Guide to Making Fresh Garlic Pickle (Achar) - Chatkaar
Garlic pickle

Step-by-Step Guide to Making Fresh Garlic Pickle (Achar)

The garlic pickle is traditionally known as “Lasoon ka Achar” in Hindi. It is not just a condiment but is also considered a remedy in Ayurveda, the ancient Indian medicinal system. Garlic is renowned for its various health benefits, including its ability to boost the immune system, aid digestion, and lower cholesterol levels. In Ayurveda, garlic is often used for its therapeutic properties, making Garlic Pickle not only a flavorful addition to meals but also a medicinal delicacy that promotes overall well-being.

How To Make Garlick Pickle?

 

pealed Garlic

Welcome back to “Chatkaar”! Today, we’re diving into the delightful world of pickles with a recipe for Fresh Garlic Pickles. Follow along as we take you through each step to create this flavorful condiment.

Step 1: Preparing the Garlic

  • Start by selecting high-quality garlic bulbs. Whether small or large, the choice is yours, as each offers a unique flavor profile.
  • Peel and wash the garlic cloves thoroughly. Pat them dry with a towel or cloth to remove excess moisture, which helps in the frying process.

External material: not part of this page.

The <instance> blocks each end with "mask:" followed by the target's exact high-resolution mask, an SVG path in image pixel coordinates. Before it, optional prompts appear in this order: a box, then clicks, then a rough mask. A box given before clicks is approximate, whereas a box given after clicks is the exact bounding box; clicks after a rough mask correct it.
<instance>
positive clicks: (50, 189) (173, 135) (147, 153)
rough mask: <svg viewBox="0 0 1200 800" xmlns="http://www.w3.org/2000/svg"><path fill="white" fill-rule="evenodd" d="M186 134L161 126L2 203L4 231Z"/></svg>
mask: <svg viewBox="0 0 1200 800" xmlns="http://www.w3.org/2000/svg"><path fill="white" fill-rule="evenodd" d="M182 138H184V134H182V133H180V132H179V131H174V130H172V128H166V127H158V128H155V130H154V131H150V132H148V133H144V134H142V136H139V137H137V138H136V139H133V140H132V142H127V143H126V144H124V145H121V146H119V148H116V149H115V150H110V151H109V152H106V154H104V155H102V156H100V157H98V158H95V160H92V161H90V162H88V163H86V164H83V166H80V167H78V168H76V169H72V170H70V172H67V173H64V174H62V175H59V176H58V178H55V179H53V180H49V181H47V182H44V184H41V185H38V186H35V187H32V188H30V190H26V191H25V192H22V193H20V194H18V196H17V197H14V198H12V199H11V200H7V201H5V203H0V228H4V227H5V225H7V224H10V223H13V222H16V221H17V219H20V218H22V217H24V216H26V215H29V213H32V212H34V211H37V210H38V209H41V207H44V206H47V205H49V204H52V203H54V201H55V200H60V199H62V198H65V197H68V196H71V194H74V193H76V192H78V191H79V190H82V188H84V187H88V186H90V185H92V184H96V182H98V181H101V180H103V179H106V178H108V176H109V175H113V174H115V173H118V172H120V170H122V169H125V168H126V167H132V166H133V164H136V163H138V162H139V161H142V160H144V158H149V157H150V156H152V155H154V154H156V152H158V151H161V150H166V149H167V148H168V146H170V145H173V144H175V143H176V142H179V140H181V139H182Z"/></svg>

Step 2: Pan-Frying the Garlic

  • Heat vegetable oil in a wok or kadhai over a low flame.
  • Add the prepared garlic cloves and gently pan-fry them until they turn golden brown, ensuring they are not raw but not crispy either. This step enhances the flavor and partially cooks the garlic. Once done, transfer the garlic to a large bowl.

Step 3: Preparing the Spice Base

  • In the same pan, heat sesame oil over medium heat.
  • Add mustard seeds and allow them to splutter before adding cumin seeds, fenugreek seeds, asafoetida (hing), green chilies (optional), and curry leaves. Stir briefly.

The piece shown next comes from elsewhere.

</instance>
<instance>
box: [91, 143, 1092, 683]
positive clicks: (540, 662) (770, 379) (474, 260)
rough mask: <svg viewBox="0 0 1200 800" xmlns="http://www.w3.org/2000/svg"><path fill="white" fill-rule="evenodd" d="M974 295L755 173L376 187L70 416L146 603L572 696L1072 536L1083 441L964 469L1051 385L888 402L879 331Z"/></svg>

Step 4: Adding Aromatic Paste

  • Introduce a paste of ginger, garlic, and green chilies to the pan. Be cautious as it may splutter.
  • Cook the paste until the raw aroma dissipates, adjusting the flame as needed to prevent burning.

Step 5: Infusing with Spices

  • Reduce the flame and add a combination of spicy and colorful red chili powder to the pan. Fry the spices gently until they release their aroma, taking care not to burn them.

Step 6: Enhancing Flavors

  • Pour in white vinegar to elevate the flavors, followed by crushed black jaggery and a touch of sugar for sweetness. Adjust the salt to taste.

Step 7: Combining Ingredients

  • Mix the spice blend thoroughly, ensuring the jaggery and sugar dissolve completely.
  • Add the pan-fried garlic cloves to the mixture, coating them evenly with the spice blend.

Step 8: Final Cooking

  • Allow the pickle to simmer on low heat for about five minutes, allowing the flavors to meld together.
  • Remove from heat and let the pickle cool to room temperature.

Step 9: Storage and Serving

  • Sterilize a glass jar using either an oven or hot water, ensuring cleanliness.
  • Transfer the cooled pickle into the sterilized jar and seal it tightly.
  • Store the pickle in the refrigerator for longevity, ensuring to use a clean spoon every time you serve.

Step 10: Enjoying the Pickle

  • This Fresh Garlic Pickle can be savored immediately or allowed to mature for up to six months.
  • Serve it alongside chapati, phulka, varan bhaat, khichdi, aloo ki sabzi, or puri for a delicious and satisfying meal.